Apple shows off new AI model MGIE, which can refine pictures in just one sentence

2024.02.13

According to news on February 8, compared with Microsoft’s rapid rise, Apple’s layout in the field of AI is much more low-key, but this does not mean that Apple has not made any achievements in this field. Apple recently released a new open source artificial intelligence model called "MGIE" that can edit images based on natural language instructions.

Image source: VentureBeat in collaboration with Midjourney

The full name of MGIE is MLLM-Guided Image Editing, which uses multi-modal large language model (MLLM) to interpret user instructions and perform pixel-level operations. MGIE can understand natural language commands issued by users and perform operations such as Photoshop-style modifications, global photo optimization, and local editing.

Apple and UC Santa Barbara researchers are collaborating to publish MGIE-related research results at the 2024 International Conference on Learning Representations (ICLR), one of the top conferences for artificial intelligence research.

Before introducing MGIE, IT House will first introduce MLLM. MLLM is a powerful artificial intelligence model that can process text and images simultaneously, thereby enhancing instruction-based image editing capabilities.
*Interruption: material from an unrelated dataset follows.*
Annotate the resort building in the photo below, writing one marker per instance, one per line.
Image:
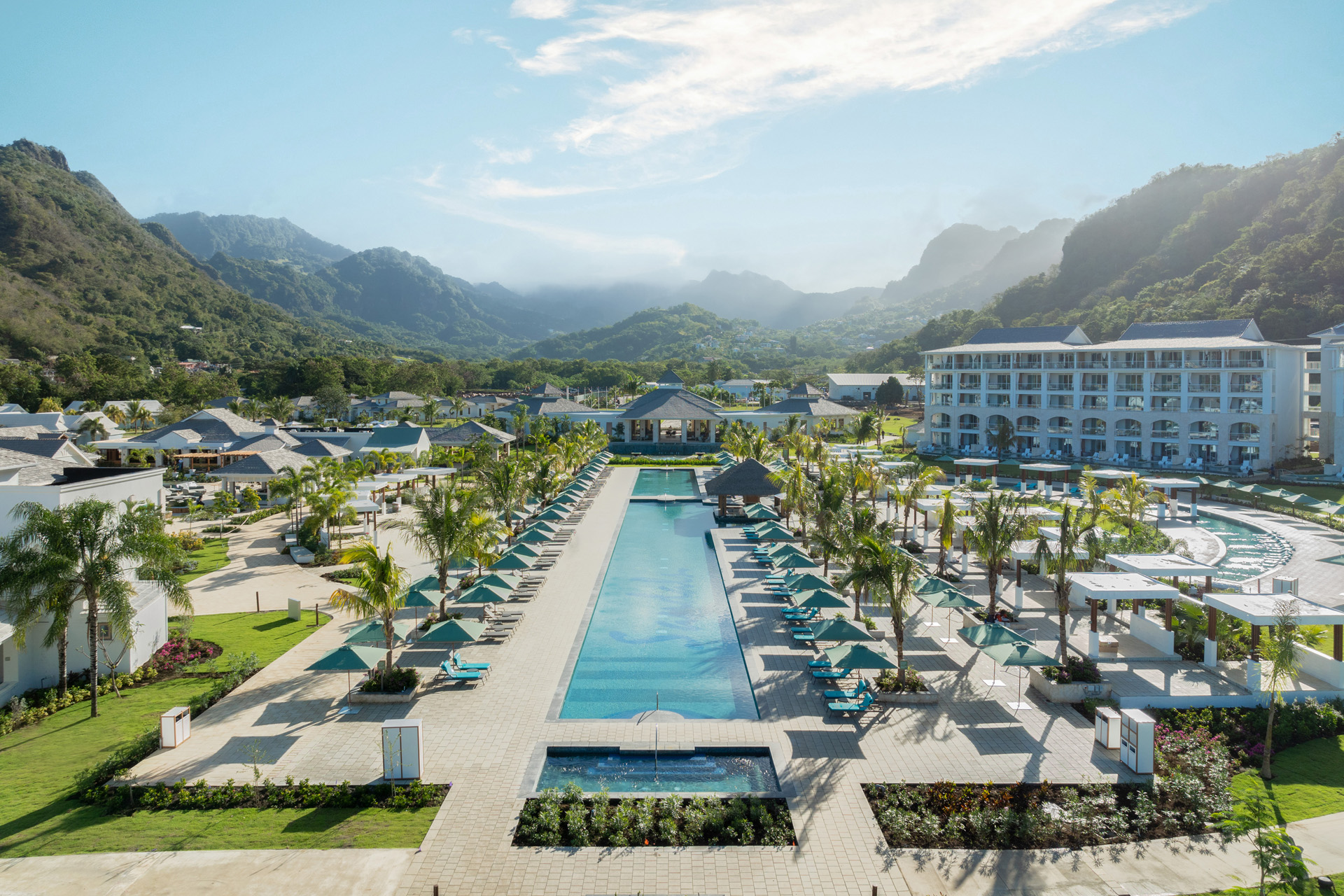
(1183, 394)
MLLMs have shown excellent capabilities in cross-modal understanding and visual perceptual response generation, but have not yet been widely used in image editing tasks.

MGIE integrates MLLMs into the image editing process in two ways: first, it uses MLLMs to derive expressive instructions from user input. The instructions are concise and provide clear guidance for the editing process.

For example, when inputting " make the sky bluer ", MGIE can generate the command " increase the saturation of the sky area by 20% ".

Second, it uses MLLM to generate visual imaginations, i.e., latent representations of the desired edits. This representation captures the essence of editing and can be used to guide pixel-level operations. MGIE employs a novel end-to-end training scheme that jointly optimizes instruction derivation, visual imagination, and image editing modules.

MGIE can handle a variety of editing situations, from simple color adjustments to complex object manipulation. The model can also perform global and local editing based on the user's preferences. Some of the features and functionality of MGIE include:

  • Instruction-based expression editing: MGIE can generate concise and clear instructions to effectively guide the editing process. This not only improves editing quality but also enhances the overall user experience.
  • Photoshop Style Editing: MGIE can perform common Photoshop style editing such as cropping, resizing, rotating, flipping and adding filters. The mockup can also apply more advanced edits, such as changing the background, adding or removing objects, and blending images.
  • Global Photo Optimization : MGIE can optimize the overall quality of your photos, such as brightness, contrast, sharpness, and color balance. The model can also apply artistic effects such as sketching, painting and caricature.
  • Local Editing: MGIE can edit specific areas or objects in an image, such as the face, eyes, hair, clothes, and accessories. The model can also modify the properties of these areas or objects, such as shape, size, color, texture, and style.

MGIE is an open source project on GitHub. Users can find code, data and pre-trained models here . The project also provides a demo notebook showing how to use MGIE to complete various editing tasks.